Prime Sieves (Sieve of Eratosthenes) — Junior Level¶

One-line summary: A prime sieve finds every prime number up to n all at once. The Sieve of Eratosthenes does it by crossing out the multiples of each prime, leaving only the primes standing, in O(n log log n) time — vastly faster than testing each number one by one.

Table of Contents¶

Introduction
Prerequisites
Glossary
Core Concepts
Big-O Summary
Real-World Analogies
Pros & Cons
Step-by-Step Walkthrough
Code Examples
Coding Patterns
Error Handling
Performance Tips
Best Practices
Edge Cases & Pitfalls
Common Mistakes
Cheat Sheet
Visual Animation
Summary
Further Reading

Introduction¶

Suppose someone asks: "List every prime number from 2 up to 1,000,000." A prime is a whole number greater than 1 whose only divisors are 1 and itself (2, 3, 5, 7, 11, …). The obvious approach is to test each number for primality on its own: for each candidate x, try dividing it by every smaller number and see whether any divides evenly. That works, but it repeats an enormous amount of effort, because the same small divisors (2, 3, 5, …) get tried again and again for every candidate.

There is a beautiful, ancient shortcut discovered by the Greek mathematician Eratosthenes over 2,200 years ago. Instead of asking "is x prime?" one number at a time, we flip the question around: we assume everything is prime, then systematically cross out the things that cannot be — the multiples of each prime.
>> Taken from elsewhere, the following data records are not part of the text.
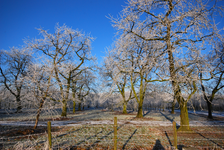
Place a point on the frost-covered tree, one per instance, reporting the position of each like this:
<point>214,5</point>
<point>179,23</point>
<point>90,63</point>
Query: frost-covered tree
<point>138,59</point>
<point>213,67</point>
<point>117,81</point>
<point>40,82</point>
<point>182,26</point>
<point>13,69</point>
<point>67,50</point>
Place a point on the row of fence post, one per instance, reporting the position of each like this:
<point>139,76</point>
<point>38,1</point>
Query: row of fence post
<point>115,134</point>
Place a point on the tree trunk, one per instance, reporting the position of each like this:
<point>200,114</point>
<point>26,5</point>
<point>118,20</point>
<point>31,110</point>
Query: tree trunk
<point>173,106</point>
<point>64,109</point>
<point>140,113</point>
<point>38,113</point>
<point>73,107</point>
<point>79,108</point>
<point>19,106</point>
<point>209,104</point>
<point>125,107</point>
<point>184,120</point>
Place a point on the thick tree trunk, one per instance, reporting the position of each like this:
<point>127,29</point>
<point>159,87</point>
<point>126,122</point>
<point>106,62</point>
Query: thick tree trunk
<point>140,112</point>
<point>73,107</point>
<point>125,107</point>
<point>79,108</point>
<point>64,109</point>
<point>38,113</point>
<point>184,120</point>
<point>173,106</point>
<point>19,105</point>
<point>209,104</point>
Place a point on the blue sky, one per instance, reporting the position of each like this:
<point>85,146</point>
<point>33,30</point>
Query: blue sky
<point>20,18</point>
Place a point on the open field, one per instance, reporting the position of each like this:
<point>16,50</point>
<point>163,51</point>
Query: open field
<point>93,129</point>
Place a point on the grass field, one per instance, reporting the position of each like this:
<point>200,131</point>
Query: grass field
<point>93,129</point>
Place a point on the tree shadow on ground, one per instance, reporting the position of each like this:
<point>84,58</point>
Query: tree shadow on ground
<point>158,146</point>
<point>129,139</point>
<point>146,113</point>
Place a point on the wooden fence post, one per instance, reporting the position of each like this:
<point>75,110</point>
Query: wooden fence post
<point>174,134</point>
<point>115,133</point>
<point>49,135</point>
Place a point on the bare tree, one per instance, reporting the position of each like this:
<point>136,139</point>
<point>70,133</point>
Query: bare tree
<point>113,77</point>
<point>182,26</point>
<point>216,71</point>
<point>67,50</point>
<point>40,81</point>
<point>13,69</point>
<point>138,59</point>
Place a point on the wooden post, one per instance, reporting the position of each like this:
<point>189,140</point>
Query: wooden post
<point>49,135</point>
<point>174,134</point>
<point>115,133</point>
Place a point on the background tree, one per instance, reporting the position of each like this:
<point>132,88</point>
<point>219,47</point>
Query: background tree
<point>13,69</point>
<point>118,81</point>
<point>138,59</point>
<point>64,48</point>
<point>40,82</point>
<point>181,26</point>
<point>215,68</point>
Whatever survives the crossing-out is prime.

The Sieve of Eratosthenes: start with 2. It is prime, so cross out 4, 6, 8, 10, … (all multiples of 2). Move to the next number not yet crossed out — that is 3, prime, so cross out 6, 9, 12, …. Next survivor is 5, cross out its multiples, and so on. When you finish, every number still standing is prime.

The magic is in why this is fast. Each composite (non-prime) number gets crossed out a small number of times — once for each of its prime factors. The total amount of crossing-out is about n · (1/2 + 1/3 + 1/5 + 1/7 + …), and that sum of reciprocals of primes grows like ln ln n, which is incredibly slow-growing. So the whole sieve runs in O(n log log n) time — for practical purposes, almost linear in n. For n = 10^7, ln ln n is under 3, so the sieve does only a few tens of millions of simple operations.

This single idea unlocks a huge amount of number theory. Once you have all the primes up to n (or, better, the smallest prime factor of every number — a refinement we meet in middle.md), you can factor any number ≤ n almost instantly, answer "is it prime?" for millions of numbers in O(1) each, and precompute number-theoretic functions like Euler's totient φ, the Möbius function μ, divisor counts, and divisor sums. Sieving is the precomputation backbone of competitive programming and computational number theory.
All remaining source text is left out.